Je vous remercie pour la qualité de votre question, à laquelle je souscris en tous points. S'agissant du peuple français, un philosophe suisse parle de « cohabitation des contraires » – mais l'expression s'applique aussi à de nombreux peuples européens. Quant à moi, j'ai coutume de dire ceci : citoyen de bon matin, consommateur passé le quart d'heure – ce qui veut peu ou prou dire la même chose.
C'est vrai, à cause de la cohabitation des contraires que vous avez très bien résumée, nous avons demandé au monde agricole d'accomplir de nombreuses transitions, alors que cette injonction n'était pas forcément reprise par le donneur d'ordre final, le consommateur. Cela nous enseigne que l'agriculture ne peut pas répondre à des injonctions.
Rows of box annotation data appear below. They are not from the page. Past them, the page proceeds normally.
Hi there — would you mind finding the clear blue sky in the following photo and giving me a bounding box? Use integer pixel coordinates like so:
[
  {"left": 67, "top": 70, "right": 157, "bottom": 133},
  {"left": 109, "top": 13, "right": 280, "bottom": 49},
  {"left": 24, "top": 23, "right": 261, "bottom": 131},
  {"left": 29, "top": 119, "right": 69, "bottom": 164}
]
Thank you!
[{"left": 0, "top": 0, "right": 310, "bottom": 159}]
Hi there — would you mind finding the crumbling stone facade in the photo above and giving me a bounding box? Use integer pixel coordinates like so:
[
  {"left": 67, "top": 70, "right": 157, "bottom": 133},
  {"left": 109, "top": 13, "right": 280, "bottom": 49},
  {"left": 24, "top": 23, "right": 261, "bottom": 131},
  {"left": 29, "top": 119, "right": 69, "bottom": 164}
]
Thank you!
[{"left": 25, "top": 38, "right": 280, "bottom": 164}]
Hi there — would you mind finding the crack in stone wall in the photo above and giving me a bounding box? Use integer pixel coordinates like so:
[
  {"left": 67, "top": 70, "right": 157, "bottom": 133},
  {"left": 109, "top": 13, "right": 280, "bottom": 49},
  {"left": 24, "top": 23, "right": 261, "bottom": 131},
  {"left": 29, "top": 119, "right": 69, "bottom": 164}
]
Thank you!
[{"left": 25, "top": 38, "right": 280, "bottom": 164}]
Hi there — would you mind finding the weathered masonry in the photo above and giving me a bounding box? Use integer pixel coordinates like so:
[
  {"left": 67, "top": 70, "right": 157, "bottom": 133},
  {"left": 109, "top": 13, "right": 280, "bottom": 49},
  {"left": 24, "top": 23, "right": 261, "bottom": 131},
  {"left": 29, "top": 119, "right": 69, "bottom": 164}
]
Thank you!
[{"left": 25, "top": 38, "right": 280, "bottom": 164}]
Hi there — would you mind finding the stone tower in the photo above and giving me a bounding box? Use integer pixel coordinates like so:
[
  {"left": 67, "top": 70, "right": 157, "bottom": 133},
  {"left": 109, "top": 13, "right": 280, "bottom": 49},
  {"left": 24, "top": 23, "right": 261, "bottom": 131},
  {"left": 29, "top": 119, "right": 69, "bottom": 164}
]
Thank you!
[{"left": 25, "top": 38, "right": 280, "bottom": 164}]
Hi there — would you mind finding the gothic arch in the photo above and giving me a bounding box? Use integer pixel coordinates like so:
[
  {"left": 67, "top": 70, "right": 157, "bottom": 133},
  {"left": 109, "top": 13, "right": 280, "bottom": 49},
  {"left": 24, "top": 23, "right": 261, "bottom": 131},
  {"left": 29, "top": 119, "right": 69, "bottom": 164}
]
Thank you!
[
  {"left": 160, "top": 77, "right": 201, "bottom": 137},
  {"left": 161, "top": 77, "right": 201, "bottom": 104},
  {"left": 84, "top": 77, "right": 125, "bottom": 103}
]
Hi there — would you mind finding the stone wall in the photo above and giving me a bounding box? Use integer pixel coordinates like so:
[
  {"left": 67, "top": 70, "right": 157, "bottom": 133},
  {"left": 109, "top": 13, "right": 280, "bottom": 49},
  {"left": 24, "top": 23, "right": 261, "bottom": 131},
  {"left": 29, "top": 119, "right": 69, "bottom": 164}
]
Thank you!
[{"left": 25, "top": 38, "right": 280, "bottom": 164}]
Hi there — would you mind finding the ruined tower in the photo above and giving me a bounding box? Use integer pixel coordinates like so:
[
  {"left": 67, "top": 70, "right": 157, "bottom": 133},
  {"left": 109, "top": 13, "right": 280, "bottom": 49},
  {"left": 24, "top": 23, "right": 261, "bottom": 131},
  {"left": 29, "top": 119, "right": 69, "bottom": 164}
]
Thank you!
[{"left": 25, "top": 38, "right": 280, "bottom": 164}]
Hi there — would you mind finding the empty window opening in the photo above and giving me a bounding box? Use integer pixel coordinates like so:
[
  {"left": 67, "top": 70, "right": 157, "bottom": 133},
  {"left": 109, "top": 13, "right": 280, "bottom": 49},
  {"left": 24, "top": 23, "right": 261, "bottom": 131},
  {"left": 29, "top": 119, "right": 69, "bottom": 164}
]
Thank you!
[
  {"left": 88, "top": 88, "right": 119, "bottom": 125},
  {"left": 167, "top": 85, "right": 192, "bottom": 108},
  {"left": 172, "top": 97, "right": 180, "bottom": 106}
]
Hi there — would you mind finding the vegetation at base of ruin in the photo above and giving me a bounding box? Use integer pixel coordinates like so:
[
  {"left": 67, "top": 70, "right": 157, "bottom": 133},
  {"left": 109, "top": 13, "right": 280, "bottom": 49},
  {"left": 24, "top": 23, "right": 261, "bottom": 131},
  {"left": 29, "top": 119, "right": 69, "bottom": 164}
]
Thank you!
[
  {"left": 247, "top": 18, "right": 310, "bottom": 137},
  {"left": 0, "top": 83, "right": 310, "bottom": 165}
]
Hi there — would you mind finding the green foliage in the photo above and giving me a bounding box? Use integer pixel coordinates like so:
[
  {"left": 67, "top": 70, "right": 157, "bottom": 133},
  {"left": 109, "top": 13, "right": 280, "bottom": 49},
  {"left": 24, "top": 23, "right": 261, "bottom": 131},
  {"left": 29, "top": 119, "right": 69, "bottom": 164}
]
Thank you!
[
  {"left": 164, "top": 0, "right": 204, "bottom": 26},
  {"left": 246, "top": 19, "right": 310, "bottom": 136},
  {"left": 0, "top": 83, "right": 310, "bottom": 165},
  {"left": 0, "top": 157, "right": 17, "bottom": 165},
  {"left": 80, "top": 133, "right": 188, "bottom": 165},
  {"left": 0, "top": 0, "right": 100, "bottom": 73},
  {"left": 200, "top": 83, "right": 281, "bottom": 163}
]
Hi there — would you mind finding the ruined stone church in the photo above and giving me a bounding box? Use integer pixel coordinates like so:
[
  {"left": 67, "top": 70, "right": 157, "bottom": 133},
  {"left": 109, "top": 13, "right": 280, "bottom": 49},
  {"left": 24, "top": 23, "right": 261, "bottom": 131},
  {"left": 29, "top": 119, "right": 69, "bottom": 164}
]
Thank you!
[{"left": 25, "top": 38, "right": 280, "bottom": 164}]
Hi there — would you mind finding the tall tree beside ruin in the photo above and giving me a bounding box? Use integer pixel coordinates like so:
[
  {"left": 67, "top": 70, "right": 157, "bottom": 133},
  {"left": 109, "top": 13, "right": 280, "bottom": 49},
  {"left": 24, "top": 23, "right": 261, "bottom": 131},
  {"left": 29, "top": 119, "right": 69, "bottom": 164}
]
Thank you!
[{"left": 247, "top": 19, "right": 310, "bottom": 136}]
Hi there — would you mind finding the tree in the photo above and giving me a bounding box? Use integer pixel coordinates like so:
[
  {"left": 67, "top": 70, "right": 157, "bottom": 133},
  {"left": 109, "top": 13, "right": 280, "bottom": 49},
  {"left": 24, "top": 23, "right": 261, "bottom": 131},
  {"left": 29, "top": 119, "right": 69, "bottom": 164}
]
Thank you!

Il faut le dire, le marteler : cela ne fonctionne pas comme ça.
L'agriculture doit plutôt répondre aux demandes du consommateur, qui doit rémunérer les transitions qu'il souhaite. Et quand l'agriculture n'en a pas la possibilité, l'État doit l'accompagner avec des politiques sociales.
L'État doit également garantir que la rémunération de l'agriculteur est assurée et non captée par les industriels ou la grande distribution ; la transition doit ainsi être menée grâce à une sorte de contrat avec l'ensemble de la société. C'est ce que nous faisons grâce à la proposition de loi de Grégory Besson-Moreau dite « EGALIM 2 », que vous avez adoptée à l'unanimité.
Par ailleurs, j'entends souvent, comme vous, dont je connais l'attachement aux terres agricoles, que les transitions n'iraient pas assez vite. L'exemple du lait bio est pourtant parlant. En France, depuis 2017, la surface consacrée au bio a doublé, ce qui fait de notre pays le premier en la matière en Europe. Soyons-en fiers, arrêtons de caricaturer notre agriculture et avançons vers des solutions de marché, défendues fièrement et de manière pragmatique.